I have had it for a few days. Put the 2TB drive in today and it was very smooth. 

So far I'm not seeing any issues. I have a lot of tall trees and time will tell when they leaf and wind picks up. But for now it picked up everything the S3 did and I don't see a difference in tuner performance. 

Sent from my Nexus 6P using Tapatalk


----------



## TeamPace (Oct 23, 2013)

I set up a BOLT a week ago and connected it to the same long range outdoor antenna that I have used with my Roamio base model. I have stations at about 10 miles and others at 53 miles. The BOLT couldn't fully lock any of the further stations. Tried an amp and that didn't help. The signal meter also indicated much lower numbers for the BOLT. Over the years I have tried an HD unit, Premier model, Roamio base, and now a BOLT on the same antenna and have found the HD & Roamio give the best tuning in my situation.


----------



## henry the eighth (Feb 6, 2016)

I bought a Bolt and then a new Sony 4K TV. I have tried 4 different antennas, all of which work fine on my Series 3 TIVO. Not so with the Bolt. Out of 17 possible channels it gets 6. I've been on the phone with TIVO twice, and have chatted with a rep online. This is what a supervisor finally admitted to me: the Bolt has new software that doesn't pick up channels as well as older machines and there is nothing they can do about it. So, unless I get cable, I have a $300 bookend. I am seriously unhappy with TIVO right now. Another TIVO user told me they have started selling their stuff to cable companies so they don't need to consider antenna users. I REALLY don't want to get cable, but after the base cost and only one year free--and a ridiculously high price for lifetime--what else can I do?


----------



## atmuscarella (Oct 11, 2005)

henry the eighth said:


> I bought a Bolt and then a new Sony 4K TV. I have tried 4 different antennas, all of which work fine on my Series 3 TIVO. Not so with the Bolt. Out of 17 possible channels it gets 6. I've been on the phone with TIVO twice, and have chatted with a rep online. This is what a supervisor finally admitted to me: the Bolt has new software that doesn't pick up channels as well as older machines and there is nothing they can do about it. So, unless I get cable, I have a $300 bookend. I am seriously unhappy with TIVO right now. Another TIVO user told me they have started selling their stuff to cable companies so they don't need to consider antenna users. I REALLY don't want to get cable, but after the base cost and only one year free--and a ridiculously high price for lifetime--what else can I do?

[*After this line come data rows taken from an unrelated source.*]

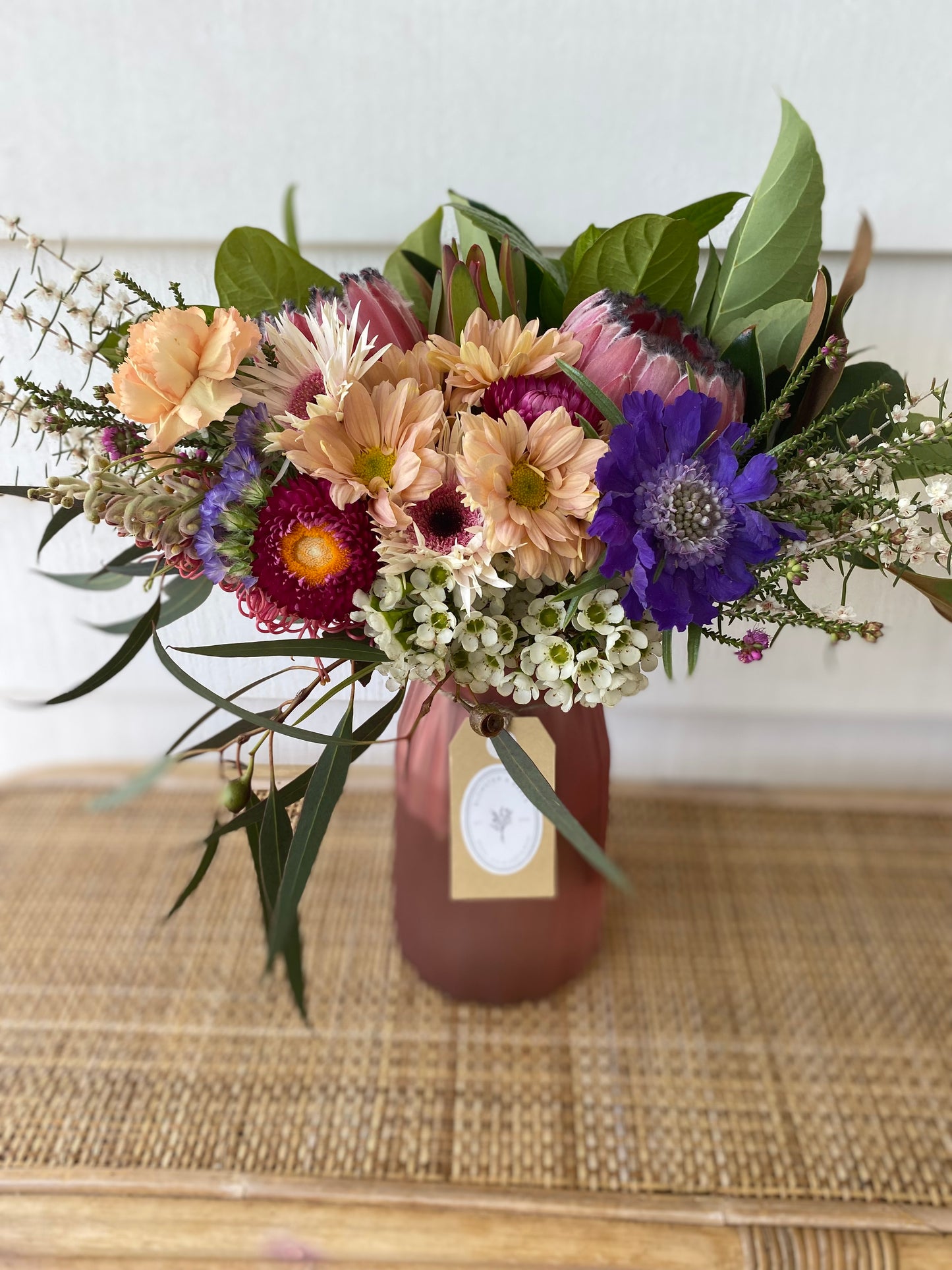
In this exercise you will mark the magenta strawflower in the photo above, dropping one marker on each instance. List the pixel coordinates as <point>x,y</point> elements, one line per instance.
<point>310,556</point>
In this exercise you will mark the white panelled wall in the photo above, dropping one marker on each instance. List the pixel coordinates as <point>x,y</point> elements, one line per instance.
<point>148,131</point>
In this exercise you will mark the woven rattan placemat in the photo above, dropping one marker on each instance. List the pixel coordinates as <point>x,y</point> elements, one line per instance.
<point>771,1015</point>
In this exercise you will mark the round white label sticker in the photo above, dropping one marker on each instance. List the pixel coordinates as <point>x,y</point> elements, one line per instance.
<point>501,830</point>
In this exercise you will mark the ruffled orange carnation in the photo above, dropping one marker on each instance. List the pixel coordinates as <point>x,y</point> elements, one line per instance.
<point>535,488</point>
<point>381,450</point>
<point>178,375</point>
<point>491,349</point>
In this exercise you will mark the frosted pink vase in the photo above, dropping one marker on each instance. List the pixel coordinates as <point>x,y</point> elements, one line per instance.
<point>490,950</point>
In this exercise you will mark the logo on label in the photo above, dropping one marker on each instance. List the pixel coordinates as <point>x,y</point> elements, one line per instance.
<point>501,830</point>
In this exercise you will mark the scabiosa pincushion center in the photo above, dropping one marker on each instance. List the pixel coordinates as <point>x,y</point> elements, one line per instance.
<point>310,556</point>
<point>675,508</point>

As you can tell from the posts in this thread some people are having issue with OTA reception (same complaint about the Roamio OTA over in the Roamio Forum).

My experience is different. Over time I have used used 10 devices with digital OTA tuners on my current antenna setup. 2 of the original Convert boxes, My Panasonic TV, a Silicon Dust HD HomeRun, a Series 3, a TiVo HD, A Premiere, a base Roamio, and 2 different Bolts.

The old converter boxes, the Silicon Dust HD HomeRun, & my Premiere had noticeably poorer reception than the other units. The was/is no real difference in usable reception between the Panasonic TV, Series 3, TiVo HD, Roamio, & the 2 Bolts. There are times I have good reception on all available channels and there are times that I loose some channels completely. I have done lots of testing and my current Bolt is as good as anything else that I have.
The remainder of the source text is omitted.